Après la bataille de Stalingrad, les Allemands ont eu recours à la médiation du diplomate suédois, le comte Folke Bernadotte, et de la Croix-Rouge pour offrir à Staline un échange de son fils contre le maréchal Friedrich Paulus et plusieurs dizaines d’officiers de haut rang de la 6e Armée détenus en captivité soviétique. Hitler a promis au peuple allemand de ramener les généraux à la maison.

Aujourd’hui, nous ne pouvons que spéculer sur ce que Staline pensait d’un tel échange. L’opinion établie en Union soviétique dans la période d’après-guerre était que le dirigeant soviétique répondait froidement à la proposition allemande: « Je n’échangerai pas un soldat contre un maréchal. »Il n’y a cependant aucune confirmation documentaire qu’il ait réellement prononcé cette phrase.

La fille du guide suprême, Svetlana Alliluyeva, a rappelé qu’un peu après ces événements, à l’hiver 1943-44, son père agité et irrité a évoqué l’échec de l’accord: « Les Allemands ont proposé d’échanger Yasha contre certains de leurs gens Was Est-ce que je devais commencer à négocier avec eux? Non, la guerre est la guerre. »

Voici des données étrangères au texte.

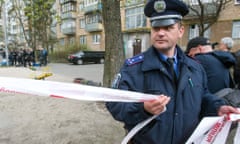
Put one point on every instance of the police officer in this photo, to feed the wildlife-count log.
(215, 63)
(180, 82)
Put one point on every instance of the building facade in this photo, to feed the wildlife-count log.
(81, 23)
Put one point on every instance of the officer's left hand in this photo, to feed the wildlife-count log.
(227, 109)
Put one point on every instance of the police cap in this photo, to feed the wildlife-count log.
(165, 12)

Yakov Dzhugashvili lors de son interrogatoire après sa capture.
Getty images

Le maréchal Joukov a écrit dans ses Souvenirs et ses Pensées qu’une fois, lorsqu’ils étaient en marche, il avait interrogé Staline sur son fils aîné. Il répondit pensivement: « Yakov ne sortira pas de captivité. Les fascistes vont lui tirer dessus…  » Après une pause, il a ajouté: « Non, Yakov préférerait la mort à la trahison de la Patrie. »

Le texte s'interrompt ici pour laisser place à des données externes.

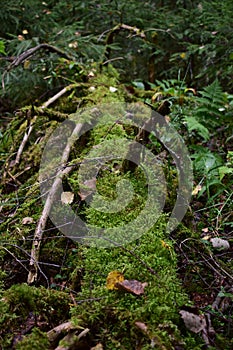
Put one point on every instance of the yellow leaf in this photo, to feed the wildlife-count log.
(113, 278)
(196, 190)
(165, 245)
(67, 197)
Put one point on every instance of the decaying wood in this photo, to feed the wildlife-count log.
(54, 333)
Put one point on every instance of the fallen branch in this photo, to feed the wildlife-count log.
(38, 235)
(30, 52)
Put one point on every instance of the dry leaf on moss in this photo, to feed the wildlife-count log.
(132, 286)
(113, 278)
(193, 322)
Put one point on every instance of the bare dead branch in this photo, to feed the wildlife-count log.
(30, 52)
(35, 251)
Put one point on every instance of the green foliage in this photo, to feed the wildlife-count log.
(36, 340)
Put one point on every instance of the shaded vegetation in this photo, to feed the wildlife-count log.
(86, 53)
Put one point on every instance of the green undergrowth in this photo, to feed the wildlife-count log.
(75, 284)
(113, 317)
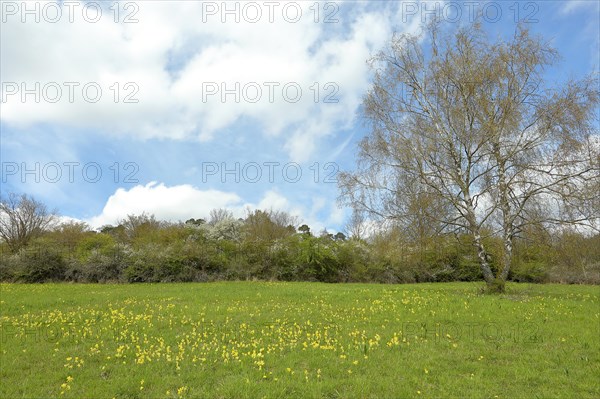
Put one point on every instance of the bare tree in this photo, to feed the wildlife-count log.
(219, 215)
(23, 218)
(470, 132)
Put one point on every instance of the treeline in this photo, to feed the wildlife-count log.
(268, 245)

Il est vrai que Dzhugashvili a continué à être provocateur, et ce qui avait commencé comme un bon traitement de la part des Allemands est rapidement devenu extrêmement dur. Le résultat fut que, incapables de l’exploiter à des fins de propagande ou de faire un échange de prisonniers, ils perdirent tout intérêt pour lui.

Le 14 avril 1943, Yakov se jeta sur les barbelés électrifiés du camp de concentration de Sachsenhausen et fut immédiatement abattu par un garde. Qu’il ait voulu se suicider ou s’échapper, ou que sa mort ait été organisée par les Allemands eux-mêmes, reste un mystère à ce jour.